Goodbye June review – Kate Winslet’s Christmas heartwarmer is like a two-hour John Lewis ad

11 December 2025 at 12:00

Star turns from Helen Mirren, Andrea Riseborough and Toni Colette can’t stop cartoony sentimentality smothering this film directed by Winslet and written by her son Joe Anders

Kate Winslet’s feature directing debut is a family movie, scripted by her son Joe Anders; it’s a well-intentioned and starrily cast yuletide heartwarmer, like a two-hour John Lewis Christmas TV ad without the logo at the end. There are one or two nice lines and sharp moments but they are submerged in a treacly soup of sentimentality; in the end, I couldn’t get past the cartoony quasi-Richard Curtis characterisation and the weird not-quite-earthlingness of the people involved.
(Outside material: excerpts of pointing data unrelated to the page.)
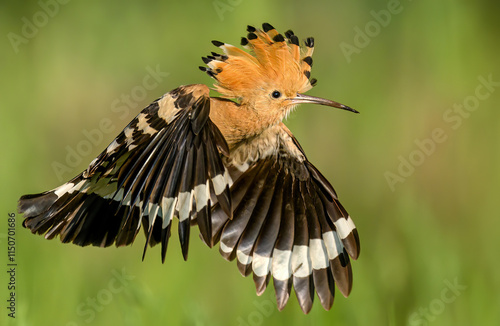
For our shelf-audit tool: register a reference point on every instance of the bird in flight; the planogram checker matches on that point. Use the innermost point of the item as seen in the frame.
(227, 164)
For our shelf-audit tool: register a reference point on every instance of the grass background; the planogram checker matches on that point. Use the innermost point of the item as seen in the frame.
(440, 225)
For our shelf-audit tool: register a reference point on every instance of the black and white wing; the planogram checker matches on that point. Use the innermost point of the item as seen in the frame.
(165, 163)
(287, 223)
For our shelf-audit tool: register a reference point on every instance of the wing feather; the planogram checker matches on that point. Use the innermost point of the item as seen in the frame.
(287, 225)
(166, 163)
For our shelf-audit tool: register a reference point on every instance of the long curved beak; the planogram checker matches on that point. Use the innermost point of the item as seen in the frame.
(301, 98)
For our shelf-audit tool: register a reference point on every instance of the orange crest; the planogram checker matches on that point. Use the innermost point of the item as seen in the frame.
(272, 61)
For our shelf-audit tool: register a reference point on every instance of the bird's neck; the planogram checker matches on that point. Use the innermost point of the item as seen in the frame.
(239, 123)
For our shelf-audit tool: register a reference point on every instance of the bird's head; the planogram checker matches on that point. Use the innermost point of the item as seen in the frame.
(271, 78)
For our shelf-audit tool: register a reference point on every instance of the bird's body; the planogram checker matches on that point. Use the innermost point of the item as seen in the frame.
(231, 167)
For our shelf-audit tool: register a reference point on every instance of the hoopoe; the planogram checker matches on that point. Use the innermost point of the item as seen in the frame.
(227, 164)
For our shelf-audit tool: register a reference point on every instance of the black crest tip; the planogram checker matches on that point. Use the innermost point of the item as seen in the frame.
(309, 42)
(217, 43)
(308, 60)
(252, 36)
(267, 27)
(279, 38)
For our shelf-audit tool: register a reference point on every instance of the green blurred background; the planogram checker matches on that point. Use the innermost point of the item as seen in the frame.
(429, 228)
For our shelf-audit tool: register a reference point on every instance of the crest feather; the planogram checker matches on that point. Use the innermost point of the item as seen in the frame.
(272, 60)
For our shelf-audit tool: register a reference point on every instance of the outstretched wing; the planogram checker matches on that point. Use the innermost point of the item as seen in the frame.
(287, 224)
(165, 163)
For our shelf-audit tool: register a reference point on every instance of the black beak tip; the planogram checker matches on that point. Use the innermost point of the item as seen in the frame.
(345, 107)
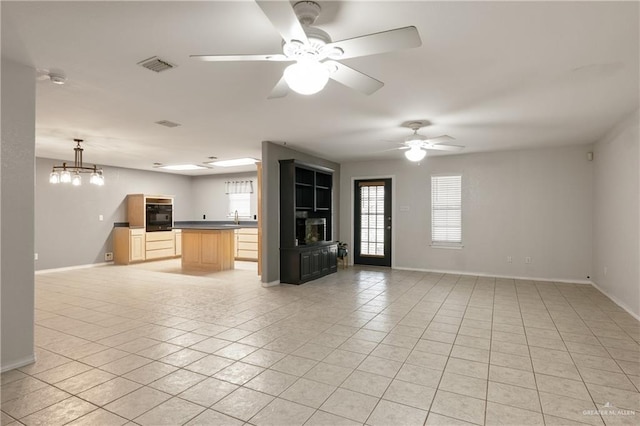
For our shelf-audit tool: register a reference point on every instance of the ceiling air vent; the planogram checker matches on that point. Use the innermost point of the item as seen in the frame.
(156, 64)
(167, 123)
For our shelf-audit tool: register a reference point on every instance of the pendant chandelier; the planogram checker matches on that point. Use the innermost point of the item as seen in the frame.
(71, 174)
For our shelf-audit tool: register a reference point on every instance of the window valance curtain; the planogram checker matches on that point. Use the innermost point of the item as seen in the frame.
(238, 187)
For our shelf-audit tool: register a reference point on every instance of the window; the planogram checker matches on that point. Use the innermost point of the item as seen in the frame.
(240, 203)
(446, 210)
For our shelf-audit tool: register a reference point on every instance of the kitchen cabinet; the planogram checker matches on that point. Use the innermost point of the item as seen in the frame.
(246, 244)
(129, 245)
(208, 249)
(159, 244)
(132, 245)
(178, 241)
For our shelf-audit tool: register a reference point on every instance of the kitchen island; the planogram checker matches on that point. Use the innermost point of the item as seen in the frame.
(208, 247)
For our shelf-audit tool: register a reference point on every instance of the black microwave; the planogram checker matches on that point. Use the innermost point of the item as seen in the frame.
(159, 217)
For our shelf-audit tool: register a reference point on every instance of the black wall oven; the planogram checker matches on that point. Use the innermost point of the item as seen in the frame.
(159, 217)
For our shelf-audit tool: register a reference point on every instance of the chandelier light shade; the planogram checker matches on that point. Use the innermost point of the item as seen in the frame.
(306, 76)
(415, 153)
(72, 174)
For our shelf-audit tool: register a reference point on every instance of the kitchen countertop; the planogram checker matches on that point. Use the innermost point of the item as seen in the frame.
(208, 227)
(213, 224)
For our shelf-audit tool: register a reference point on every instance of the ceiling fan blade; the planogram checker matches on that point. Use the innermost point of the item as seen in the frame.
(394, 149)
(444, 147)
(440, 139)
(386, 41)
(280, 90)
(223, 58)
(284, 19)
(354, 79)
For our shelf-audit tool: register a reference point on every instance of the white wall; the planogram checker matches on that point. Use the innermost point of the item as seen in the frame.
(209, 198)
(67, 229)
(617, 215)
(534, 203)
(16, 240)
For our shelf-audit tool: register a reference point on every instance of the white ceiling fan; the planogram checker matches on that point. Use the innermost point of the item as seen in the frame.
(315, 54)
(417, 145)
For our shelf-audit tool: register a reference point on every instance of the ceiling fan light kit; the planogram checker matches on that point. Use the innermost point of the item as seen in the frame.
(415, 153)
(314, 53)
(72, 174)
(306, 76)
Having said this, I am aware of having been first in the queue to denigrate Winslet’s Christmas film The Holiday, that is regarded by many as one of the most successful films of all time.
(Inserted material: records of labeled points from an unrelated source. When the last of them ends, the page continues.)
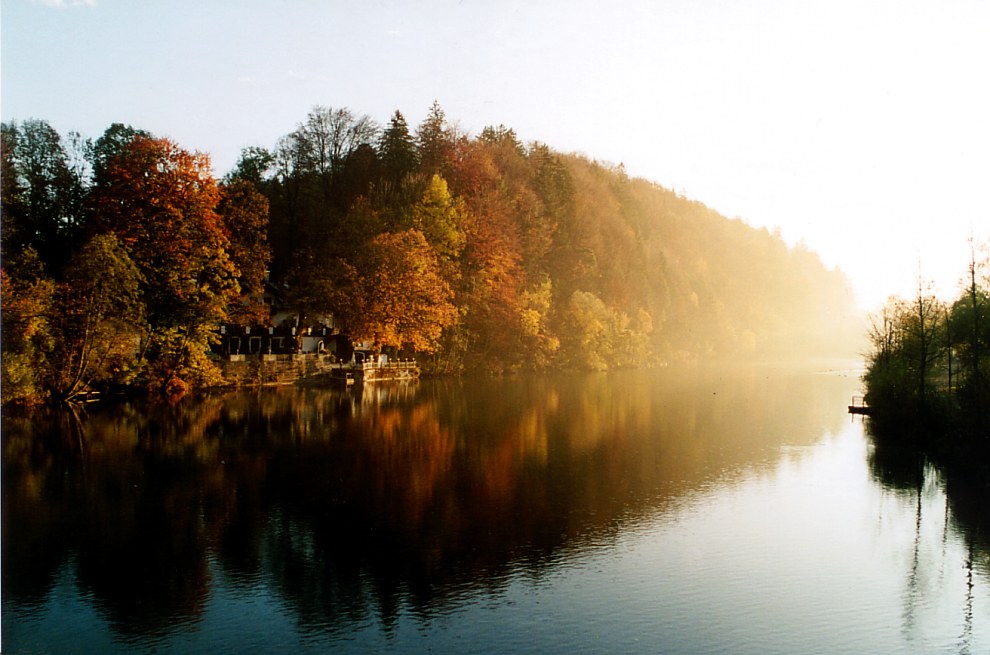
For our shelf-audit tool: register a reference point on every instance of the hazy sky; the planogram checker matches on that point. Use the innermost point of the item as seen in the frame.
(861, 127)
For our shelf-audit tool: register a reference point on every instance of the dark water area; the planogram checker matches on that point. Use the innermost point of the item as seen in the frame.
(679, 510)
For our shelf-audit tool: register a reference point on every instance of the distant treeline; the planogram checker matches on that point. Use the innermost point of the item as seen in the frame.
(928, 373)
(122, 256)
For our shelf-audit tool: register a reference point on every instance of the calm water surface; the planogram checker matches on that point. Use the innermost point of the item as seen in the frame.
(673, 511)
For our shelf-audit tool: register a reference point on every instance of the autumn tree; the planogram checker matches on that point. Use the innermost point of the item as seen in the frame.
(27, 339)
(440, 218)
(395, 294)
(97, 319)
(160, 201)
(245, 216)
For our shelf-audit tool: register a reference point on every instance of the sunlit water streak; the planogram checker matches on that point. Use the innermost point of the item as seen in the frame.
(798, 548)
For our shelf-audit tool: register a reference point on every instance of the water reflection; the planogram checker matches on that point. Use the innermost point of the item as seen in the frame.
(947, 506)
(358, 506)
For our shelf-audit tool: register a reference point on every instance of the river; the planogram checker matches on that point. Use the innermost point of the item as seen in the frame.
(681, 510)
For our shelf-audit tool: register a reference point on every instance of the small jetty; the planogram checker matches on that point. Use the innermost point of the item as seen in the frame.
(858, 406)
(351, 373)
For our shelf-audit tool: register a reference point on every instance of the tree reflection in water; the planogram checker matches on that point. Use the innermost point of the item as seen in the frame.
(356, 506)
(955, 501)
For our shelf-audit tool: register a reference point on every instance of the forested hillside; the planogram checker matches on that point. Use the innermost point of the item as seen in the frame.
(123, 255)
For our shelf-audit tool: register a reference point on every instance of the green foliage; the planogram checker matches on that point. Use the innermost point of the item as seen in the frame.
(925, 378)
(488, 253)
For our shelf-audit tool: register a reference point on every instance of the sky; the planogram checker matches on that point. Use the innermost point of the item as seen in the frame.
(861, 128)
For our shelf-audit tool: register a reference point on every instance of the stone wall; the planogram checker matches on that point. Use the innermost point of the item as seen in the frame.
(255, 370)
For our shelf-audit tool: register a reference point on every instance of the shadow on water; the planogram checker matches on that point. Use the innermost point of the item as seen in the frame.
(909, 473)
(352, 506)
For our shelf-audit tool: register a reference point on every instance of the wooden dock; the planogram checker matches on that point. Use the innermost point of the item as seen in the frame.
(350, 374)
(858, 406)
Helen Mirren is the June of the title, an affectionate but sharp-tongued matriarch who is diagnosed with terminal cancer in the run-up to Christmas, and her entire quarrelling clan will have to assemble in her hospital room. June, with a kind of benign cunning, realises that she can use her last days as a cathartic crisis that will cure her adult children’s unspoken hurt. They are a stressed careerist (Winslet), a stay-at-home mum (Andrea Riseborough), a hippy-dippy natural birth counsellor (Toni Collette) and a troubled soul (Johnny Flynn), plus all their various kids. There is also June’s daft old husband Bernie, played by Timothy Spall, who likes a drink and can’t talk about his feelings, and whose scatterbrained goofiness has a sad origin. Stephen Merchant plays Riseborough’s lovably useless husband and a gentle hospital nurse, played by Fisayo Akinade, is the ensemble’s self-effacing guide to a wiser future.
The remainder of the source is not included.